Science question: heating a sheet of metal

I was thinking about Dr. Julius Sumner Miller (a science popularizer of the 50s & 60s) and remembered that, the last time I saw him on TV, he posed a question, but didn’t give the answer. I’m still wondering what the answer might be.

He showed a bit of sheet metal about 6 in. x 6 in. A small hole (about 1/4 in. in diameter) is drilled in it. His question was: If you heat the sheet of metal, the metal will expand. Will the hole become smaller, larger, or stay the same size?

I don’t have a whole lot of expertise to base this on, but I think it gets larger. Metal expands when heated because each of the atoms in the lattice that make up the solid gets more energy - this means that it can move ever so slightly further away from all of it’s nearest neighbours.

This has the effect of enlarging the whole piece of metal as though you’d simply magnified it - like if you have an image on your PC and you tell Photoshop to make it 10% bigger.
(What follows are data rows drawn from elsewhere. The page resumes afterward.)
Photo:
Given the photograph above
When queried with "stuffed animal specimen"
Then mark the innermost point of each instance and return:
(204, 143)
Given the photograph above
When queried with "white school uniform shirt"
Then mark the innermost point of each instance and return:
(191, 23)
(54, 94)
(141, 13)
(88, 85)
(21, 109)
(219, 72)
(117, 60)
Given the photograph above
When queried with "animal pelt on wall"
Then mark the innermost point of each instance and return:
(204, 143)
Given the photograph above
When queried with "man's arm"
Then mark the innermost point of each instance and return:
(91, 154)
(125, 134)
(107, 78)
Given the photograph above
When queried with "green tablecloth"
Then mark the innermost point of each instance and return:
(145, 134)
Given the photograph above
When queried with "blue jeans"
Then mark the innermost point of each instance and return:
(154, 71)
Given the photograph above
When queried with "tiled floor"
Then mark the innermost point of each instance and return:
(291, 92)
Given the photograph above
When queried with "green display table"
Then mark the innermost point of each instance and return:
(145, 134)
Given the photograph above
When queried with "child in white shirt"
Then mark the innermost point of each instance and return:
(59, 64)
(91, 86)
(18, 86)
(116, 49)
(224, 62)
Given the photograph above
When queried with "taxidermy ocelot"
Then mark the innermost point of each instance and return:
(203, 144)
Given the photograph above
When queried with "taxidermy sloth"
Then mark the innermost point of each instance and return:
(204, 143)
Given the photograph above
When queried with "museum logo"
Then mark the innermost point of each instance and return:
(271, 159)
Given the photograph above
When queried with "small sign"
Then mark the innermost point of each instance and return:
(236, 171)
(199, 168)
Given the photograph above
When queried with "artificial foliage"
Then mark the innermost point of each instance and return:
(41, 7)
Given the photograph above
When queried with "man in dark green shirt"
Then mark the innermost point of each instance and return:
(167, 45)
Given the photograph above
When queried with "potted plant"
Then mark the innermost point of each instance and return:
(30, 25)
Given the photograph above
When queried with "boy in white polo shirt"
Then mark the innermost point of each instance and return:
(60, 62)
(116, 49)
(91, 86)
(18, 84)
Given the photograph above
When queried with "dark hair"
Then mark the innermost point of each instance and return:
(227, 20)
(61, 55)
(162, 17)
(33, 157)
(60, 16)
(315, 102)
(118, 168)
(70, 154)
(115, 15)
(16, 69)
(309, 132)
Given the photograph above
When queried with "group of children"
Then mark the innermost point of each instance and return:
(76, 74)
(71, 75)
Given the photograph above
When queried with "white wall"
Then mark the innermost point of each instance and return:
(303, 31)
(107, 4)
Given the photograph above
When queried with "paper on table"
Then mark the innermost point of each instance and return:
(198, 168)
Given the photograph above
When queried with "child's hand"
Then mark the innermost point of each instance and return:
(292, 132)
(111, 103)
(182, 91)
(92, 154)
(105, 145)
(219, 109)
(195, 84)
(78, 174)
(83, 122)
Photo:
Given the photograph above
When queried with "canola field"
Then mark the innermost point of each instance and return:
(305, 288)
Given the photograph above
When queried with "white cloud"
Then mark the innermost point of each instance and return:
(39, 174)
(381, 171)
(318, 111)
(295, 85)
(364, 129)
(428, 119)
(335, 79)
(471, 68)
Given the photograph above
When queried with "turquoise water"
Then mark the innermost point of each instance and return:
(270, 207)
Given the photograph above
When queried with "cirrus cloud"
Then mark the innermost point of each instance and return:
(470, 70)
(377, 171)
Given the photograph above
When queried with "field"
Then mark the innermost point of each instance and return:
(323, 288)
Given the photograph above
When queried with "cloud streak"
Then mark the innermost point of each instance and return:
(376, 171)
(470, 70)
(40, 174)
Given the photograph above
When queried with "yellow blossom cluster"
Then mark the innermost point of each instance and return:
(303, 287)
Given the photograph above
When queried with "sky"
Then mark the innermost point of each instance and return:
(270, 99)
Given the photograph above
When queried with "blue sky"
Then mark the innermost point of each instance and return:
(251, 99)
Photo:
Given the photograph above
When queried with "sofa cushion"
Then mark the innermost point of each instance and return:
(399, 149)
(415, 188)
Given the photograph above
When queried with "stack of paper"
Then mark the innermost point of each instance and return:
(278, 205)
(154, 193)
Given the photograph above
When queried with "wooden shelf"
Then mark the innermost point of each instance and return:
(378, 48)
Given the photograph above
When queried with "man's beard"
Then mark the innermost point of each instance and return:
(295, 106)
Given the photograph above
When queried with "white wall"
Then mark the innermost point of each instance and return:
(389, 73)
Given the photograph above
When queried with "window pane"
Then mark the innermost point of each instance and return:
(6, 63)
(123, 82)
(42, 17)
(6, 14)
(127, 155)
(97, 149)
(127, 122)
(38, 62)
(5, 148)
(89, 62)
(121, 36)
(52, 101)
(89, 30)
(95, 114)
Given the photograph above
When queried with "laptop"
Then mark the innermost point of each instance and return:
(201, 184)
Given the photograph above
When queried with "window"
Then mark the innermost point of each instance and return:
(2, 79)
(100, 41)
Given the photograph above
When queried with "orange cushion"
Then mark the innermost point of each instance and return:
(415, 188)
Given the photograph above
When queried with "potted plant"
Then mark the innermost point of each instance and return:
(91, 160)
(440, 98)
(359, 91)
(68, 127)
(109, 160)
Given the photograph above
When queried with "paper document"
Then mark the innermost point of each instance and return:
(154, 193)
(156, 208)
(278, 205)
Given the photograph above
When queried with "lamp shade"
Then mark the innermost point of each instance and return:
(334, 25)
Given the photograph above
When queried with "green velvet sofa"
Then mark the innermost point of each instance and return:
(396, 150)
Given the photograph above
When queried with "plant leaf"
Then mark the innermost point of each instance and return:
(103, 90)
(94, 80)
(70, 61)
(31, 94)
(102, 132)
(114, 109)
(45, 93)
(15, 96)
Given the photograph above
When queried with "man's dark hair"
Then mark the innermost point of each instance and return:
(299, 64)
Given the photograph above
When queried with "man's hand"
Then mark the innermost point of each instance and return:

If all the atoms on the inside of the hole were like a ring of people holding hands, and all of their arms got slightly stretched, the hole would get bigger.

I seem to recall a demonstration of this when I was at school, with a ring and a sphere - the sphere would fit through the ring only when it had been shrunk by being dunked in liquid nitrogen or something or the ring had been heated. However, this was a ring, not a sheet, and it was about 15 years ago too.

Larger - imagine instead you had a solid sheet of metal, and drew a circle on it with a sharpie. If you were to expand the metal by heating, you would expect this circle to get larger, wouldn’t you? The hole would be no different, because the metal gets larger but retains all of its original proportions.

You may already have used this to your advantage by running hot water over the lid of a stuck jam jar.

Not that I think the laws of Physics have changed. Just that I might be remembering incorrectly.

Taken to extremes, the effect has been used for centuries as a technique for getting iron bands onto cartwheel rims - heat the iron band (and an iron band is just a piece of metal with a hole in it - it just happens to have a lot of ‘hole’ and not much ‘metal’) and it expands; drop it onto the wheel rim and cool it with water and it immediately contracts, gripping tight to the rim and binding the whole wheel together very tightly.

Many years ago the scientists at the U of Rochester built a “360 degree heat pipe” by placing two metal disks on either side of a really short piece of glass tubing. They heated the two disks in the center, but not the outer edge, and the result was that the center expanded extraordinarily.

The outside didn’t.

The only way this could happen was for the plate to turn into a paraboloid, with the center byulging out. If there had been a hole in it, it would’ve gotten bigger.